Trading the equity curve doesn't seem to work

Discussion in 'Risk Management' started by globalarbtrader, Nov 10, 2015.

  1. rvince99

    rvince99

    Oh thanks John I just saw this. Anything that I have has been given to me.
     
    #11     Nov 11, 2015
  2. rvince99

    rvince99

    Tony, A number of years ago I thought you had to have a mechanical system to implement it, but I don't anymore as I primarily trade only for myself, and it's a discretionary-based option & equities approach. One of the things I've been working on in recent years are robust ways of determining things.

    As a quick-n-dirty example, if Im trading just one item, I can take get pretty involved with the data to determine what I "should" trade (again, this is dependent on my criteria, but let;s assume for the moment that it IS expected growth maximization "in the long run"). So it;s the peak of the curve, as a % of my stake that I should be trading, and as just mentioned, there's some pretty involved ways to determine this from past data.
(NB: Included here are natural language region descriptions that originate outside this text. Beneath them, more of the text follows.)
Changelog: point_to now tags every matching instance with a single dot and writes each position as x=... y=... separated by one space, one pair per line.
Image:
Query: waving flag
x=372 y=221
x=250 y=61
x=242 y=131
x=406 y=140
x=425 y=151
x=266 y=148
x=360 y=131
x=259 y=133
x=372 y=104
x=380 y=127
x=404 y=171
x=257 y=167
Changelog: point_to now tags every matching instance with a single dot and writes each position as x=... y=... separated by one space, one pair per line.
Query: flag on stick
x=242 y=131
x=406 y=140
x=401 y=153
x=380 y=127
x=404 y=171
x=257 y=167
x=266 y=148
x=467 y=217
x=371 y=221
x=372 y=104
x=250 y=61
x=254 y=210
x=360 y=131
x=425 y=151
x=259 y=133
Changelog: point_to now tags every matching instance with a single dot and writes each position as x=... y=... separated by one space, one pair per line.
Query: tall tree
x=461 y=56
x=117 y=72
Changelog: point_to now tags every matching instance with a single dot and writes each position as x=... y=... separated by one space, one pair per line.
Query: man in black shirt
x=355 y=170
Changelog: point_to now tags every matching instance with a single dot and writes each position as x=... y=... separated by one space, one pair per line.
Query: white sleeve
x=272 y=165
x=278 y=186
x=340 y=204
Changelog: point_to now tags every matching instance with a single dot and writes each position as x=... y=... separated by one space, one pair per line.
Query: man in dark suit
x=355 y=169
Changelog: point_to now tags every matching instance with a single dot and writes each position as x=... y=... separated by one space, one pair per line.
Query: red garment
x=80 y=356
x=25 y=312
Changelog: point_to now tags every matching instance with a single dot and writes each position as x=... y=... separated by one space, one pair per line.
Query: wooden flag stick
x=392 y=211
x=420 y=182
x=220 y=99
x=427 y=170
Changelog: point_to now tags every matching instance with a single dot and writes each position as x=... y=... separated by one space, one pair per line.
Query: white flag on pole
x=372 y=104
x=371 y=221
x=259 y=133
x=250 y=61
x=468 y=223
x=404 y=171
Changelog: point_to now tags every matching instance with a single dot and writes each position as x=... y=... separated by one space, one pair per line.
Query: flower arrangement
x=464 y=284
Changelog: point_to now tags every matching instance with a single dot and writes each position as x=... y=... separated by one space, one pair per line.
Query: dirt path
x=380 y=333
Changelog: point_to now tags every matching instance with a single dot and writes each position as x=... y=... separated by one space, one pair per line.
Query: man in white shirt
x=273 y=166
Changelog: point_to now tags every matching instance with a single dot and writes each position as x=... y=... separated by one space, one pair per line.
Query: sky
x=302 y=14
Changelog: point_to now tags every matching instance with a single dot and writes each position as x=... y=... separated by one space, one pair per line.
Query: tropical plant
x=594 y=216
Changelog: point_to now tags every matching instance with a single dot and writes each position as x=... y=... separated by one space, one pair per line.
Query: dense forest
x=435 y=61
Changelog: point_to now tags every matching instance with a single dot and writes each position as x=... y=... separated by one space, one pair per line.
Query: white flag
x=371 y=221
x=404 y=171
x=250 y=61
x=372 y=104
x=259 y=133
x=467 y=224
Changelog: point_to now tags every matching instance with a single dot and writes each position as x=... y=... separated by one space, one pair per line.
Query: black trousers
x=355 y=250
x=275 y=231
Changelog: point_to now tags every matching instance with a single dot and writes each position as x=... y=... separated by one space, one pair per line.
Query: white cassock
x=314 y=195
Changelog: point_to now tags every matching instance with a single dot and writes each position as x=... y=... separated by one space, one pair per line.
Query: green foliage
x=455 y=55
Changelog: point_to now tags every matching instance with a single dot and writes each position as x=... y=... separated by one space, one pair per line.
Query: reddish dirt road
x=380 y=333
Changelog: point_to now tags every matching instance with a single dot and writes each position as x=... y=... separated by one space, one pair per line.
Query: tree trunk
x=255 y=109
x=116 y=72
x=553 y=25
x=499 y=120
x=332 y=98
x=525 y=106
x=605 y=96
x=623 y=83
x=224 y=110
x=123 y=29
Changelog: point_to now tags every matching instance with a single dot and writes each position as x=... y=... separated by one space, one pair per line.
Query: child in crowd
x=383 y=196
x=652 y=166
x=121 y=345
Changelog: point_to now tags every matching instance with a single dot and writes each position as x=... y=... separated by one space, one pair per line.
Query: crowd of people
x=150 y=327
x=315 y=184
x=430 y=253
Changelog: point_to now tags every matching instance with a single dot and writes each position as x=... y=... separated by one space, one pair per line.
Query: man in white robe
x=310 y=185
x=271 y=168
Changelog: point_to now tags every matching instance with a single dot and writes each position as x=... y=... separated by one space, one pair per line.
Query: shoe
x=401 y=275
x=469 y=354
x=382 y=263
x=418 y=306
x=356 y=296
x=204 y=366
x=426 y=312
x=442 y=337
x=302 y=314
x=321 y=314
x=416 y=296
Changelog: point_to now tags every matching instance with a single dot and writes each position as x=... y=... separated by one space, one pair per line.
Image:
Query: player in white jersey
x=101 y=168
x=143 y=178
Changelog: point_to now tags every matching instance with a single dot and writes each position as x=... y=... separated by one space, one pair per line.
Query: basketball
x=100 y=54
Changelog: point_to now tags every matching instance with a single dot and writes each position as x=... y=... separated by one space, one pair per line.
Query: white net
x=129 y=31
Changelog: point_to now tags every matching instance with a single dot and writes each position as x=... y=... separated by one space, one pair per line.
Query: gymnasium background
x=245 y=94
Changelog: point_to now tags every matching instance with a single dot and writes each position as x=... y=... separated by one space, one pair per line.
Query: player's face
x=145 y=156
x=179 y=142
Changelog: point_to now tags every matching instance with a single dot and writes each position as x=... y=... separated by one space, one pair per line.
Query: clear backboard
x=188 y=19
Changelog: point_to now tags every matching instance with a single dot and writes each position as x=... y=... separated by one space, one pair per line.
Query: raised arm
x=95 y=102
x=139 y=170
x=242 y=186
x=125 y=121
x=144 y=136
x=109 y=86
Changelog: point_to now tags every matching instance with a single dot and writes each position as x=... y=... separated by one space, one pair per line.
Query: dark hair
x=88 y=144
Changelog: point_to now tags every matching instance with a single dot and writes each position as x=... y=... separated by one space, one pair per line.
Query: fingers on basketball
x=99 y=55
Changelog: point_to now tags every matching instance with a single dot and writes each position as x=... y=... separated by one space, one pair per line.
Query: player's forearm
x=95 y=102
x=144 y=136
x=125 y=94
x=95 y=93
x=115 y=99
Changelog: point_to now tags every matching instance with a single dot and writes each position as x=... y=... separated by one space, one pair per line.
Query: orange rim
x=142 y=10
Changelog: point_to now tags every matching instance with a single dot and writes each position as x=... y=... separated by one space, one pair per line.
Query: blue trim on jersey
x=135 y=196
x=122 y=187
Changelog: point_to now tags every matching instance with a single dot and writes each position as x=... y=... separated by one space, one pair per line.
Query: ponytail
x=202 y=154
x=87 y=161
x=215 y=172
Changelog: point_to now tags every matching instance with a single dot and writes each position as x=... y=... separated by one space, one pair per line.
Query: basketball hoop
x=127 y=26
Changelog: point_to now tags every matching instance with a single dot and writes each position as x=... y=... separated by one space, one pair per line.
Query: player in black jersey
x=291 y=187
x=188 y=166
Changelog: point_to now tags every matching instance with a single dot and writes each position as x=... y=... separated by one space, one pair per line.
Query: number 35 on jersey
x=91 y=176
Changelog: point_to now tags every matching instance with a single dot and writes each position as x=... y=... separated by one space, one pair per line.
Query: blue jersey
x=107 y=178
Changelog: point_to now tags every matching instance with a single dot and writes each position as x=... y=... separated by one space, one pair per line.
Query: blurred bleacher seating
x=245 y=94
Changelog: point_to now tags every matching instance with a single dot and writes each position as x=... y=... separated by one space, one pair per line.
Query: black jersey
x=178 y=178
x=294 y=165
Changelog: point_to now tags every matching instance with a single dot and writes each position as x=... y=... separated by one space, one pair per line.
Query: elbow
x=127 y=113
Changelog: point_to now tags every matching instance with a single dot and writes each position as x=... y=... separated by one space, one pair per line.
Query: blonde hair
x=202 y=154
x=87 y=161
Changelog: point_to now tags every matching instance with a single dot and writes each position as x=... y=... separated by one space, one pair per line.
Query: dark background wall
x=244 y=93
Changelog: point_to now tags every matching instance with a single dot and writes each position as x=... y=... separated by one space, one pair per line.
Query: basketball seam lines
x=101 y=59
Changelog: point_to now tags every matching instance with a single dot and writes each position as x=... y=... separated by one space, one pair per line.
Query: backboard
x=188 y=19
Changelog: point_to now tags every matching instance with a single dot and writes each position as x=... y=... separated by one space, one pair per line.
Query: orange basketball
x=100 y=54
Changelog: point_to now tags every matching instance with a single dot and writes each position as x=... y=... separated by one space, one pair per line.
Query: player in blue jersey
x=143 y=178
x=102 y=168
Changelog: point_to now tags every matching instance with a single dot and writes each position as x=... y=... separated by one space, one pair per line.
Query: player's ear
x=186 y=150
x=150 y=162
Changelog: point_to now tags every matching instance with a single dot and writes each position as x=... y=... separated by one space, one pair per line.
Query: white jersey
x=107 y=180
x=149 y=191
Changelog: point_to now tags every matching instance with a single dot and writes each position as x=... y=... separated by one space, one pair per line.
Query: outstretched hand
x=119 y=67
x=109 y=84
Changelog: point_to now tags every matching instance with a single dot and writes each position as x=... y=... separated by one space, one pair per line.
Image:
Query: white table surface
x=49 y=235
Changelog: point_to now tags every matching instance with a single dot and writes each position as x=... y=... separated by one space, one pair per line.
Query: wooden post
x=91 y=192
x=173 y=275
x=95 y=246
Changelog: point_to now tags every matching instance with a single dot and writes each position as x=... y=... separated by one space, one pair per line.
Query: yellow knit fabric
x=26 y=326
    But that's the past and I'm going headfirst into tomorrow. I need a "best-guess" estimate of where that peak will be. Without going into the why's, I can determine the best guess as p'/2, where p' is what I expect the probability of winning is in the future time window I will be solving my criterion for. So if I expect to win 50% of the time in the future window, then absent anything else, my best guess estimate for the peak is .5/2 = .25 or 25% as the peak of the curve in the future. It;s simple and robust, and I don't need a mechanical system to arrive at it, just an estimate of p' and what my worst-case loss might be in that future window.
     
    #12     Nov 11, 2015
  3. shihpinlo

    shihpinlo

    Trading the equity curve is position sizing. Cut the loss fast and increase the size of winning trades.

    "The most fundamental point that you must understand in terms of money management is that in a negative expectation game, there is no money-management scheme that will make you a winner." (Ralph Vince)

    Trading the equity curve will not work if the strategy has no edge.
     
    #13     Nov 14, 2015
  4. rvince99

    rvince99

    But expectation may NOT be what you think it is, what the generally-accepted means of determining it is (probability-weighted mean outcome). Rather, it is the median of sorted terminal nodes of the tree of outcomes to a horizon of Q trials. Only in the limit (Q->infinity) do the two converge.
     
    #14     Nov 14, 2015
  5. No, trading the equity curve is a seperate additional step from position sizing. I'm talking about looking at the equity curve of a system which is already doing position sizing for eg volatility of positions, size of account curve and trend strength. And if you are cutting losses and letting winners run, then most likely adding this extra stage won't work.

    Trading the equity curve actually works better if your strategy is rubbish - in the sense it will reduce your losses.

    GAT
     
    #15     Nov 15, 2015
  6. rvince99

    rvince99

    Very true I think. An example is doubling down on roulette, a truly losing proposition in the long run, until you have a winner. This is an extreme case, but illustrates the point.

    To my way of thinking, we are always trading the equity curve. If I think of that curve of the % of our stake risked on every trade, we have a horizontal axis that goes from "risk nothing" (0), to "risk the house" (1), whereupon we are on every trade, if I am always trading the same quantity, I am moving up the curve (in the direction towards 1) as equity decreases (just as our double-down roulette player was doing), down the curve as our equity increases.

    And I contend that even for a positive expectation game, there is a benefit to using this (various algorithmically-determined paths along this curve or surface) to try to achieve various criteria we are trying to achieve in trading. This, to me, is what equity curve trading consists of (and we are doing it whether we acknowledge it or not) and it;s not the same thing, I believe, to what others here are calling equity curve trading in terms of actually trading the cumulative equity line. It happens indirectly in the manner I am describing though, and is contingent on the trader having a defined criterion he seeks.